After they have consummated their relationship, Dickens provides Nelly a towel he has anticipated she might need. Here Pennington lends Dickens' a smug pretence of tenderness, setting off this most pre-meditated exploitation. This, coupled with Brealey's youthful bewilderment and naive acquiescence, has a gloriously uneasy impact.

Edward Bennett is a tortured and pitiful George Robinson, Nelly's husband, duped into believing in his wife's respectability, but frequently torn apart by his suspicions. Tony Haygarth is a wonderful Reverend Benham, his easy naturalism seducing Nelly into confessing her secret in lovely Victorian euphemism: admitting that she had "honoured" and "served" Dickens over many a year.

Little Nell is a fascinating and well-crafted story which cracks the veneer of the Victorian respectable classes, and shatters the historical mistruth of the sanctity of Victorian marriage. Loo Brealey gets to the heart of Nelly's dogged determination to suppress her sense of injustice and instead tolerate her lot.

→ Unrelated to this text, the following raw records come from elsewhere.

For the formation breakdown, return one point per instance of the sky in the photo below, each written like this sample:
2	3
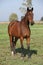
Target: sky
7	7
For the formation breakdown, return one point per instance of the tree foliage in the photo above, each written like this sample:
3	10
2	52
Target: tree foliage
13	16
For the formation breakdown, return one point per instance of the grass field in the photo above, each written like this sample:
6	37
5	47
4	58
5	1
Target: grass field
36	44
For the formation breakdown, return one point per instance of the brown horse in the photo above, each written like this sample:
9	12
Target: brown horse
21	30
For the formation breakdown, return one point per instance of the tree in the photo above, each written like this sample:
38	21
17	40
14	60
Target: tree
13	16
27	3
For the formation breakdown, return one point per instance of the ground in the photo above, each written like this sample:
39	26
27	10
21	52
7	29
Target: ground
36	46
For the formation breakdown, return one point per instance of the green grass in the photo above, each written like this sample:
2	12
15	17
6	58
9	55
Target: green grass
36	43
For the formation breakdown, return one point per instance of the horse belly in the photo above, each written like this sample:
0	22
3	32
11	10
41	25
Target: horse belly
25	31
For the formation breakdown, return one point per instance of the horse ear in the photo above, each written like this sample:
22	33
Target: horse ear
32	8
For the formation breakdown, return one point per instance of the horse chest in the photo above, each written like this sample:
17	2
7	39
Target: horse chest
24	30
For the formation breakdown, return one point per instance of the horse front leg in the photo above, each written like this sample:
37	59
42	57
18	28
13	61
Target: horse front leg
28	46
22	47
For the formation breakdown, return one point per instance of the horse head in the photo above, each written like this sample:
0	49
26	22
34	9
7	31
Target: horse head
30	15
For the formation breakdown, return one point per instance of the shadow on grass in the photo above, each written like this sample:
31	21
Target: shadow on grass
25	51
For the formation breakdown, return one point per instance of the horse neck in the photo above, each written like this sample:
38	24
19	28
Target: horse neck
25	21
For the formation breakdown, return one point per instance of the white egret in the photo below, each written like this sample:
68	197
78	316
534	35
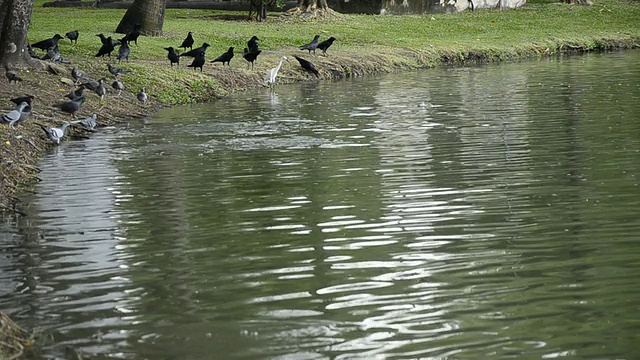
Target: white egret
270	78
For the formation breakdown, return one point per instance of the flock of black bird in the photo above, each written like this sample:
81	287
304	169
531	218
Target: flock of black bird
108	45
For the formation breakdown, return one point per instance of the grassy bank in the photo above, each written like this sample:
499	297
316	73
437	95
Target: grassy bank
365	45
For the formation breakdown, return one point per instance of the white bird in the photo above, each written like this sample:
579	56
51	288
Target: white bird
13	116
270	78
55	134
142	96
87	123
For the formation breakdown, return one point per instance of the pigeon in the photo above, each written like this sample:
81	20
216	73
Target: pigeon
21	99
72	36
124	50
76	74
325	45
188	42
106	48
198	61
71	106
173	55
133	35
307	66
55	134
117	85
142	96
250	56
225	58
252	44
104	40
117	71
47	43
312	45
75	94
13	116
195	52
87	123
100	90
12	76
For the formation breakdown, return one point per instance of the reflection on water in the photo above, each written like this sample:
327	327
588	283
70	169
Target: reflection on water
486	212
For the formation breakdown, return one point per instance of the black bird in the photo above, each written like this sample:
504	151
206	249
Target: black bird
72	36
198	61
124	50
75	94
312	45
325	45
250	56
117	71
307	66
195	52
252	44
188	42
21	99
134	34
225	58
12	76
48	43
173	55
71	106
106	48
103	40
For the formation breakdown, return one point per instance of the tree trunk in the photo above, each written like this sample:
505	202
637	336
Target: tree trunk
148	13
15	16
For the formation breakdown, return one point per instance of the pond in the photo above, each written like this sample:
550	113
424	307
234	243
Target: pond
476	212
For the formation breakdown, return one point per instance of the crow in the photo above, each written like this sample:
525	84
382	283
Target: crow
198	61
252	44
307	66
188	42
172	55
106	48
250	56
133	35
225	58
312	45
195	52
72	36
103	40
325	45
12	76
124	50
48	43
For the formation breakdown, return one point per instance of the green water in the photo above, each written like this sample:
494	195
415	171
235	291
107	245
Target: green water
488	212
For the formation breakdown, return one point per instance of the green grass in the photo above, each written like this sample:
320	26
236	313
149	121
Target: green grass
539	28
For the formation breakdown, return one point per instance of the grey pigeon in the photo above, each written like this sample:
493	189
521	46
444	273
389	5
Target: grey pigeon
55	134
13	116
142	96
117	85
224	58
72	36
117	71
312	45
12	76
71	106
75	94
87	123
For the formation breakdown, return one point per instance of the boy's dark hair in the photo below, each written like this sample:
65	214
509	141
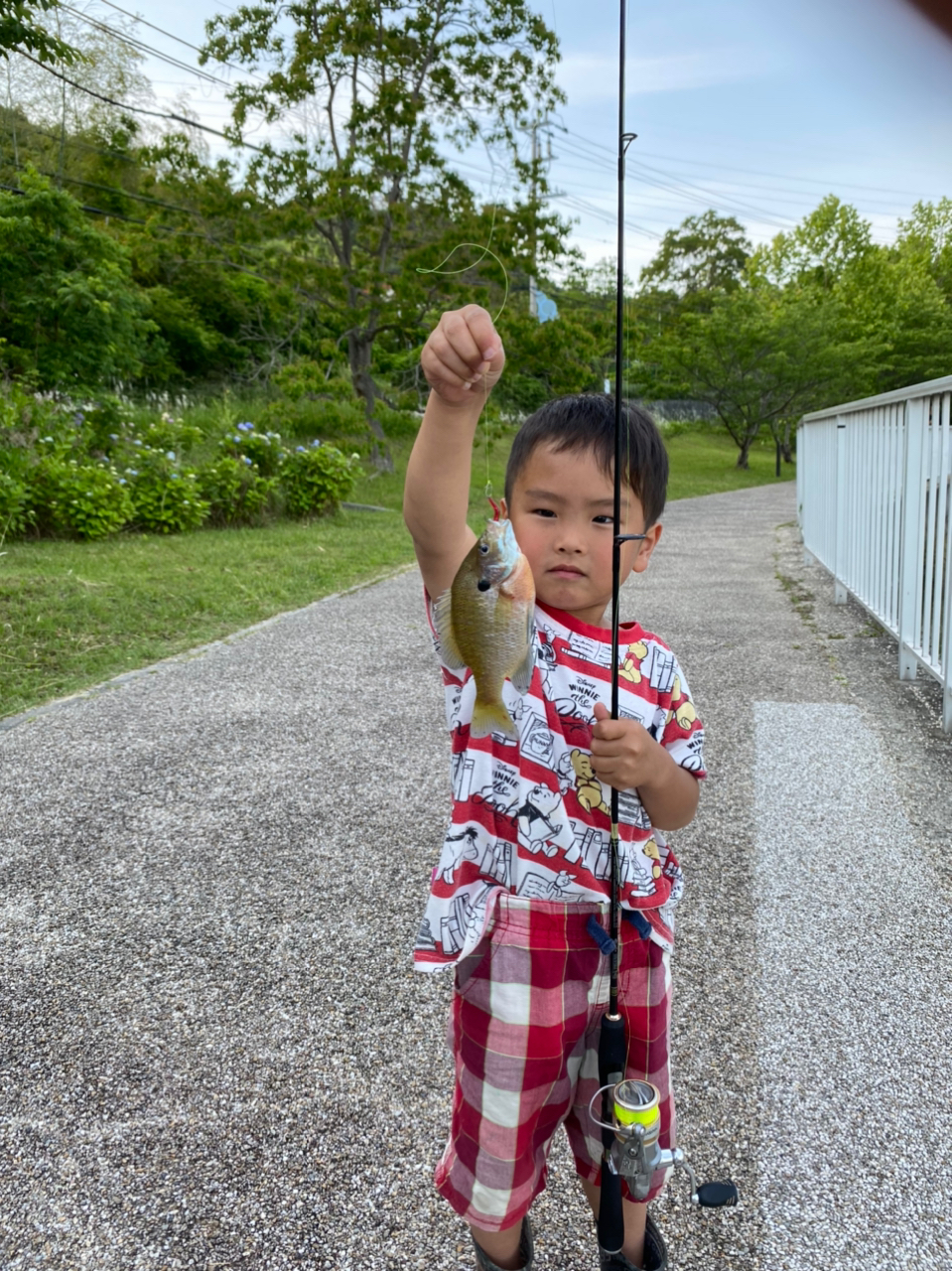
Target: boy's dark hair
586	421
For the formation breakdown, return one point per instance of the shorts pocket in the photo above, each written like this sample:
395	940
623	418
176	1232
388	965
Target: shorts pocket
475	966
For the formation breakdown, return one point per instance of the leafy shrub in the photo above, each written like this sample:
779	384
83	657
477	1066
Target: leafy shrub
398	423
87	500
16	512
166	498
316	481
235	493
259	449
171	434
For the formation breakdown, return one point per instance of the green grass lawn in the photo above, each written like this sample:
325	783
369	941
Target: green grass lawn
72	614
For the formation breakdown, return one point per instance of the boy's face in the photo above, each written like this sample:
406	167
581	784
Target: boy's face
561	509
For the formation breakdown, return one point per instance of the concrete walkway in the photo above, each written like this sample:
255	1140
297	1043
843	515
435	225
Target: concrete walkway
213	1053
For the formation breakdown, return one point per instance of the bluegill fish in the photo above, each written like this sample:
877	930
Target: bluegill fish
484	622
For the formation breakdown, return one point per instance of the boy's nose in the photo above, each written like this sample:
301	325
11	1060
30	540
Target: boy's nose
568	540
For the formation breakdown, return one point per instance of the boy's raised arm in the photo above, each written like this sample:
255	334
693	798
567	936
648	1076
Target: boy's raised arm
462	359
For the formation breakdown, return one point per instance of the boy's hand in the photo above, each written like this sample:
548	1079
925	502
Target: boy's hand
464	353
624	754
626	757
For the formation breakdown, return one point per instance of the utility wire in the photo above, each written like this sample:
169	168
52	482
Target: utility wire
141	48
140	109
169	36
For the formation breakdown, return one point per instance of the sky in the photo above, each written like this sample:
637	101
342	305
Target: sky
756	109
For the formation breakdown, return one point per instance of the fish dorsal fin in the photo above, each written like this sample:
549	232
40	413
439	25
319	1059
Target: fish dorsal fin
522	675
443	621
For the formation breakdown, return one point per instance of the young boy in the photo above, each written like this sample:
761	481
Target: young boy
525	866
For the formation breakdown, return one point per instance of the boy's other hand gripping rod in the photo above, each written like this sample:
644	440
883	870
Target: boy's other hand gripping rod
612	1043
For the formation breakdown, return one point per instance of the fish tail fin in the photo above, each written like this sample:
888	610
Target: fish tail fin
492	717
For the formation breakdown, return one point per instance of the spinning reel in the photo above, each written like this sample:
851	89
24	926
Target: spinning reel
634	1153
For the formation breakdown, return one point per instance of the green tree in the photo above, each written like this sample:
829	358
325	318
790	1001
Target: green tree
704	254
927	235
68	310
826	241
761	354
22	31
375	90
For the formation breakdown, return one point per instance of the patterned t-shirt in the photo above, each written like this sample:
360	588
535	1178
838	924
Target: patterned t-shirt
531	817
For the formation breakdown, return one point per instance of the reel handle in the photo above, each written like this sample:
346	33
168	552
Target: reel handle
716	1195
612	1065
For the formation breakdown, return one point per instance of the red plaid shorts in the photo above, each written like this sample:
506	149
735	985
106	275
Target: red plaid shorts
524	1033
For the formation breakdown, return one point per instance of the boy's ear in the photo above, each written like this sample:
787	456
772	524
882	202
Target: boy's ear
646	547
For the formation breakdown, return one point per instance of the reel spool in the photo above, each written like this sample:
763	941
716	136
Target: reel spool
635	1154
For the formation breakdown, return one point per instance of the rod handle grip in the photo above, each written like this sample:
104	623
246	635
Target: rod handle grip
612	1219
717	1195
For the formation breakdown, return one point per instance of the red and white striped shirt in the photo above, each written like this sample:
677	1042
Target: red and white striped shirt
530	817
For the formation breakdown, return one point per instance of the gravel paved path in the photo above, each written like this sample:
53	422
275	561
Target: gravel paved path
213	1050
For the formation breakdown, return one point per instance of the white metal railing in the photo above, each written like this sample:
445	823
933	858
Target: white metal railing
875	507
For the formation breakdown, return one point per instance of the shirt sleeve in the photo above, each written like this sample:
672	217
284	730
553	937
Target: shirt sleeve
683	734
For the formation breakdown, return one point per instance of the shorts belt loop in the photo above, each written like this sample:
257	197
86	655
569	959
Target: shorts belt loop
600	935
638	921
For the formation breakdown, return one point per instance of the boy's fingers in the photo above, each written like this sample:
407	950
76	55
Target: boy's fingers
445	359
484	336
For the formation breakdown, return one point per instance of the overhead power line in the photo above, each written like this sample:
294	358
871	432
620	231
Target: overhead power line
141	48
140	109
169	36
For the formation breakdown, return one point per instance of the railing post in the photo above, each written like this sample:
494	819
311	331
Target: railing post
910	557
839	589
947	636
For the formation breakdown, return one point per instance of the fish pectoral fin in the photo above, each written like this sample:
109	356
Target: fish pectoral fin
443	621
490	717
522	676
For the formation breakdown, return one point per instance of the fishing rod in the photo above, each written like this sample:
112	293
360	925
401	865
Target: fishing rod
630	1117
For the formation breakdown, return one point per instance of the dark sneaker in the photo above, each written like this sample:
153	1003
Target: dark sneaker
525	1249
655	1253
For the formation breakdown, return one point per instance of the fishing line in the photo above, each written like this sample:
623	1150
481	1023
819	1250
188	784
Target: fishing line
485	250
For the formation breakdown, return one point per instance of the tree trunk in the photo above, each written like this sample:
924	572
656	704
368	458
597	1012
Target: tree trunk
359	348
785	445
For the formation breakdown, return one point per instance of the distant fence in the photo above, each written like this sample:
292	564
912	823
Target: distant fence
875	508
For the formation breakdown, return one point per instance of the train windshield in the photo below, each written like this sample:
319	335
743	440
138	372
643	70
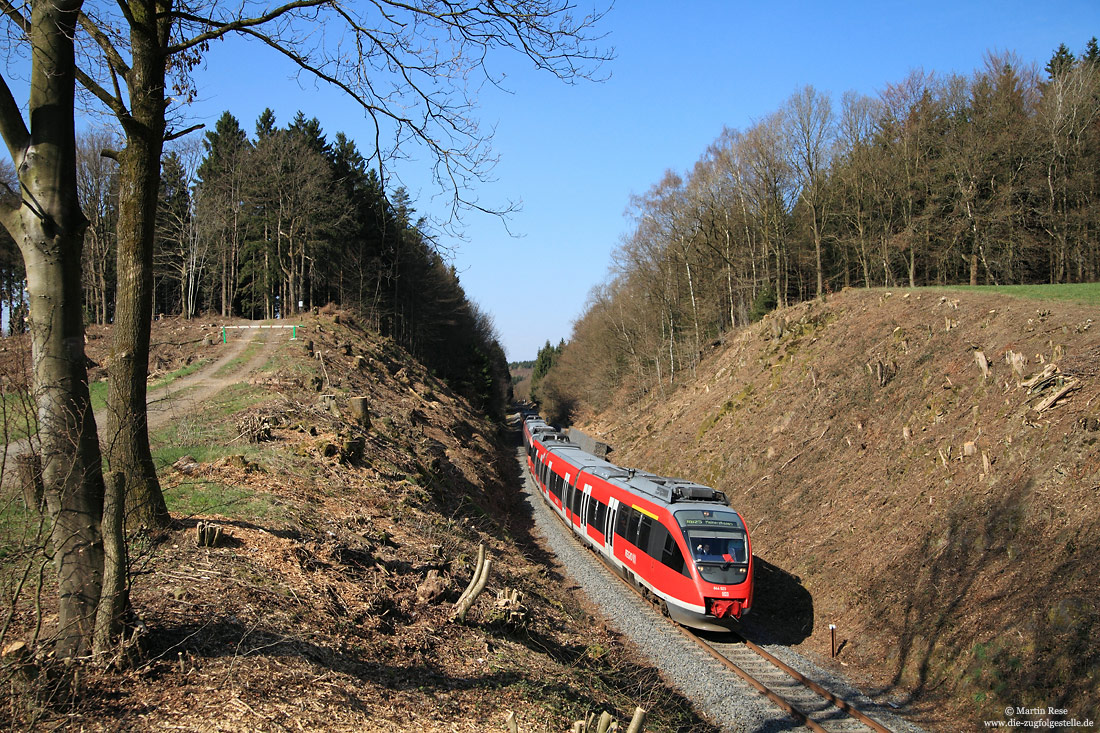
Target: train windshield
717	545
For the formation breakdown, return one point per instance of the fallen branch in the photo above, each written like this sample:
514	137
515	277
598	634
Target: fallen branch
475	587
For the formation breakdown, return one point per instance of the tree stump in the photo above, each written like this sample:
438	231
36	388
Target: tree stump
360	411
207	534
353	449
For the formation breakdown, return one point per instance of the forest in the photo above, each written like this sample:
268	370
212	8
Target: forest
991	177
270	226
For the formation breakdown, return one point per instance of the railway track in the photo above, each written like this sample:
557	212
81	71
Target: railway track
800	697
811	706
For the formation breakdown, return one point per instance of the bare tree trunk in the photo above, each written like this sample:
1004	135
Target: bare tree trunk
47	225
140	178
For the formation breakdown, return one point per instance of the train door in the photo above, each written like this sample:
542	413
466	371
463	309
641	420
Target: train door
613	509
567	499
585	501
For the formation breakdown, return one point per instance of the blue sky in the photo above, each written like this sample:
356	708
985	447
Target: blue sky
574	154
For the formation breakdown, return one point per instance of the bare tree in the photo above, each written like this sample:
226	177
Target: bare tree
97	185
807	123
409	65
44	218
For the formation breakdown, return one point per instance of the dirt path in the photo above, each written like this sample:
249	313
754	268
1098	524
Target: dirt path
188	393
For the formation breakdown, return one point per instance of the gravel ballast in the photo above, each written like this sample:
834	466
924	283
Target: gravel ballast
718	695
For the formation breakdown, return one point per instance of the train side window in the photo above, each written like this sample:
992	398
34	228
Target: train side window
645	526
672	557
631	526
620	521
597	512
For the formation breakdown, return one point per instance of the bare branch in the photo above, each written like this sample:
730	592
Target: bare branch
12	126
175	135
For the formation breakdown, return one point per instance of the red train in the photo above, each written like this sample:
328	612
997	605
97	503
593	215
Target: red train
675	539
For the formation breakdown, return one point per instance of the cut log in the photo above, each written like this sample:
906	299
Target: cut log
1048	402
979	358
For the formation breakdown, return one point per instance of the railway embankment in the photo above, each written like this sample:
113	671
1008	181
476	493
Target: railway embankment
322	599
920	469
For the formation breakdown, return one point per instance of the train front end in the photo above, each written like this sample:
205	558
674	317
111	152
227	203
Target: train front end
722	557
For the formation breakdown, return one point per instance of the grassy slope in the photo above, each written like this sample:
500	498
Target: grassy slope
840	430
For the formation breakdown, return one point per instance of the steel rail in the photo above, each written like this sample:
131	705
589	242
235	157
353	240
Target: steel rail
777	699
839	702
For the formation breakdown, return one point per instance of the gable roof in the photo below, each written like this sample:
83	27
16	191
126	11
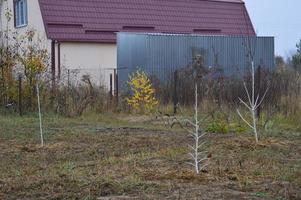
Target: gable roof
99	20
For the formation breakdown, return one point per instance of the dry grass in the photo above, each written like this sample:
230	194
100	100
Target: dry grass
103	158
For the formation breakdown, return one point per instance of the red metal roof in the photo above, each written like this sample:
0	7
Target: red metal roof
99	20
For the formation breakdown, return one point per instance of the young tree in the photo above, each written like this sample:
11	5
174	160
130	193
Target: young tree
253	100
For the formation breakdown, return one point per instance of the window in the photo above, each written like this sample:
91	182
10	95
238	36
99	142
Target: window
20	14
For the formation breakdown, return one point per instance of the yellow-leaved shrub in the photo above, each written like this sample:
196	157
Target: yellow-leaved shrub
143	97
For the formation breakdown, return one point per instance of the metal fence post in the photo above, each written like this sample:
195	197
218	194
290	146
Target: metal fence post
175	95
20	94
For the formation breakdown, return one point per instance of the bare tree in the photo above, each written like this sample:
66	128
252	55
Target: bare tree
198	157
254	100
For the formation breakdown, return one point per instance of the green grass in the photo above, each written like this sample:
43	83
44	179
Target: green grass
93	156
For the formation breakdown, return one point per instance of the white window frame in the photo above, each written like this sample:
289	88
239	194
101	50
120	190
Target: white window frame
21	14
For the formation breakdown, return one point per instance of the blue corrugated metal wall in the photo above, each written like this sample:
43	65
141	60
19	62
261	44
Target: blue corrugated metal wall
161	54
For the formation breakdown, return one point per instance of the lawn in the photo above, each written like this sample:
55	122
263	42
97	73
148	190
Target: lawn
126	157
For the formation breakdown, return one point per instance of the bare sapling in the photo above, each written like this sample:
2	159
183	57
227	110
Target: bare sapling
253	103
40	114
198	156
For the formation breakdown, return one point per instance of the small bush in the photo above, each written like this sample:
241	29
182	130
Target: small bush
217	127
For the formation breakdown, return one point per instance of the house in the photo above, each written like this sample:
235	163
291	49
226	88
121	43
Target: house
82	34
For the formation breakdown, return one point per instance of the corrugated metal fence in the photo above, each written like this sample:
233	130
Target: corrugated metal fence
161	54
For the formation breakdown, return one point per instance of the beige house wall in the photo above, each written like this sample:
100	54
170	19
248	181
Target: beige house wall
94	59
35	23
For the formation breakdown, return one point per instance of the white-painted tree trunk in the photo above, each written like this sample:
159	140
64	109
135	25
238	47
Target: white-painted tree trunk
40	114
253	104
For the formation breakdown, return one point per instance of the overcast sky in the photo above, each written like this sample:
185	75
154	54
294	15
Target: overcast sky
279	18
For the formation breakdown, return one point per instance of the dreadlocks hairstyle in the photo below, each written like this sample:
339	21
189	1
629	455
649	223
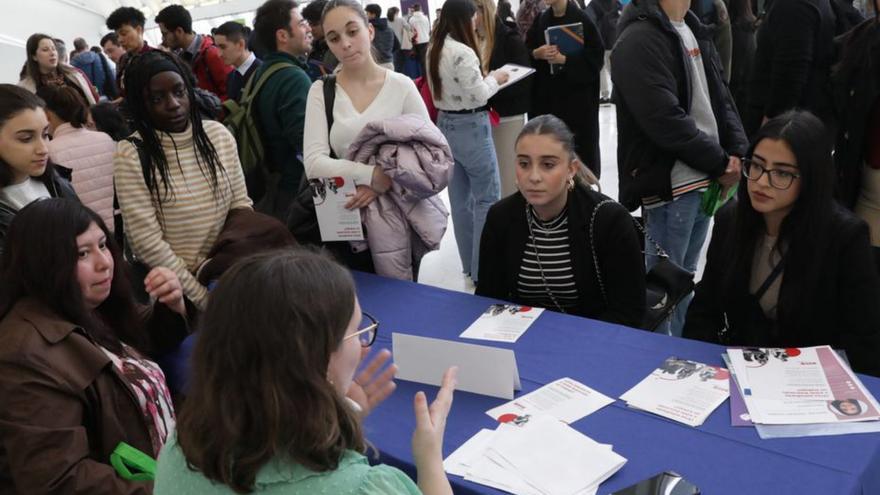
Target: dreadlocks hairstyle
140	71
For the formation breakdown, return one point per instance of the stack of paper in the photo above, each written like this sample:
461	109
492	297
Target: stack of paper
797	386
681	390
541	456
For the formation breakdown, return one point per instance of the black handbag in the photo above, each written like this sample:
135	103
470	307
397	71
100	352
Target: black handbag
666	283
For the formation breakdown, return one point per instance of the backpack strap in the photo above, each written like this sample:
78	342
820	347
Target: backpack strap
329	82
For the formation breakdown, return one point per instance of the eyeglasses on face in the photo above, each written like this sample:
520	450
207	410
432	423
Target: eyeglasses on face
778	178
368	330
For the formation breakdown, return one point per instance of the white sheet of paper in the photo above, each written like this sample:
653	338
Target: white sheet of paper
334	221
681	390
565	399
553	457
517	73
468	453
481	369
502	323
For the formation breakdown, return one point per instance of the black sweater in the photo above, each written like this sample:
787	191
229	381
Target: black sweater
842	312
793	62
623	270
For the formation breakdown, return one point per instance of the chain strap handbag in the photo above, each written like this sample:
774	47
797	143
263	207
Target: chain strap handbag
666	283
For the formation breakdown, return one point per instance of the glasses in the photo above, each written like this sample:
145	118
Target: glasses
779	179
368	330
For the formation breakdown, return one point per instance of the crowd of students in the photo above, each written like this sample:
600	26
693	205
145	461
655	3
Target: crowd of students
133	197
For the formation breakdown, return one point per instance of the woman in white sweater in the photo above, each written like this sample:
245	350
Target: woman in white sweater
461	91
365	92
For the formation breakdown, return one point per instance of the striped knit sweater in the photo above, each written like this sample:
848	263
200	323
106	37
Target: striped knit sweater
192	215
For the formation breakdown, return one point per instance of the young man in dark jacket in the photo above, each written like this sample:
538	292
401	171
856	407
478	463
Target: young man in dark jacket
792	63
280	106
678	129
197	50
384	40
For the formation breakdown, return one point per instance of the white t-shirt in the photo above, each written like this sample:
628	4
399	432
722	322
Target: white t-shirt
398	96
685	178
20	195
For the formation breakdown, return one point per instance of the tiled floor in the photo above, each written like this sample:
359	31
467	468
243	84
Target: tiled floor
442	268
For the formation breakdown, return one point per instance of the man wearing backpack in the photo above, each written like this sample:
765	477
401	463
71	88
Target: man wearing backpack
278	106
199	51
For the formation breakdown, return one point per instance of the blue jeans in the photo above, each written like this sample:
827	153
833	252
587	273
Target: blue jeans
680	228
475	184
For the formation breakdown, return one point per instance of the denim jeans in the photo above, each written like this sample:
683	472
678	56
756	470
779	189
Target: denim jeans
680	228
474	185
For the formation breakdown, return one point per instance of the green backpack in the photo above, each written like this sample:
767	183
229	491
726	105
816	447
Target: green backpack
242	123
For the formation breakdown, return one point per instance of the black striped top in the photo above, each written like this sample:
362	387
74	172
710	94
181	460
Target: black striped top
554	250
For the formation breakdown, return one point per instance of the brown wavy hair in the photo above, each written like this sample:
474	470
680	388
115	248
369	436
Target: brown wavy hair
259	387
456	21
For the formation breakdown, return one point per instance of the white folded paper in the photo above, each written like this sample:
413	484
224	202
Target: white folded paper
541	456
335	222
565	399
681	390
481	369
502	323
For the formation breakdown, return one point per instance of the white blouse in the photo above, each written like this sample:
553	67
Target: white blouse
398	96
464	86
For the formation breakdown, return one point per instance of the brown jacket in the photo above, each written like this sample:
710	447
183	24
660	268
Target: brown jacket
64	407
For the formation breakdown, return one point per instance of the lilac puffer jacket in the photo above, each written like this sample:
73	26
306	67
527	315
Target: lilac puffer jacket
409	220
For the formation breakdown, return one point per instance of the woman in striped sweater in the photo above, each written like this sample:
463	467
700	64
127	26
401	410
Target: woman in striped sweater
537	245
176	195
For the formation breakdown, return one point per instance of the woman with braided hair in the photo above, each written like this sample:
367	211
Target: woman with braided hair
177	176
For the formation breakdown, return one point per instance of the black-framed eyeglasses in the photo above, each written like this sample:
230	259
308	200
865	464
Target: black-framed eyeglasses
779	179
369	329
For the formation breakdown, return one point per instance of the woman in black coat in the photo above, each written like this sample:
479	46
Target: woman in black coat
537	244
572	92
787	266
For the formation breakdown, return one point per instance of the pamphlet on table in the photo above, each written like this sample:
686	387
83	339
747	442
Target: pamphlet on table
539	455
565	399
335	222
502	323
681	390
481	369
805	385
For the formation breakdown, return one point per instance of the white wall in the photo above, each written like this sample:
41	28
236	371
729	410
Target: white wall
22	18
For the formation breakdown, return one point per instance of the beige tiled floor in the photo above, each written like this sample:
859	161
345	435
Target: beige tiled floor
442	268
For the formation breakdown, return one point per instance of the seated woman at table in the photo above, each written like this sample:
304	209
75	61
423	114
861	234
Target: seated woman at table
538	247
787	266
277	352
74	377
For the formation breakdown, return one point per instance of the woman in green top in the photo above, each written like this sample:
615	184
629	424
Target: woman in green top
267	411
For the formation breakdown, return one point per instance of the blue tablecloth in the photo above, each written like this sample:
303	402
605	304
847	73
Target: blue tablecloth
717	457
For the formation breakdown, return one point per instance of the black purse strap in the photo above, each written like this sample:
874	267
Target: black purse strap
329	100
777	271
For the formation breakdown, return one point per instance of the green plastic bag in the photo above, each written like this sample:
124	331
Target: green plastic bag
712	201
132	464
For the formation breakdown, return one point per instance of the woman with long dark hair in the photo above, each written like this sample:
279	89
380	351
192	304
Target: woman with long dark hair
26	174
75	380
177	177
461	90
272	373
539	242
787	266
44	68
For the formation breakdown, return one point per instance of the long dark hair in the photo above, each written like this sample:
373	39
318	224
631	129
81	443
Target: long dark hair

In this way, the production honours another Victorian institution: that a woman should know her place. She may ultimately have come to voice her anguish at her social invisibility, but Nelly Ternan nevertheless endured it to the very end, and this private torment is abundantly clear in Brealey's astounding performance.

"Little Nell" runs as part of the Peter Hall Season at the Theatre Royal Bath, until July 28th, 2007.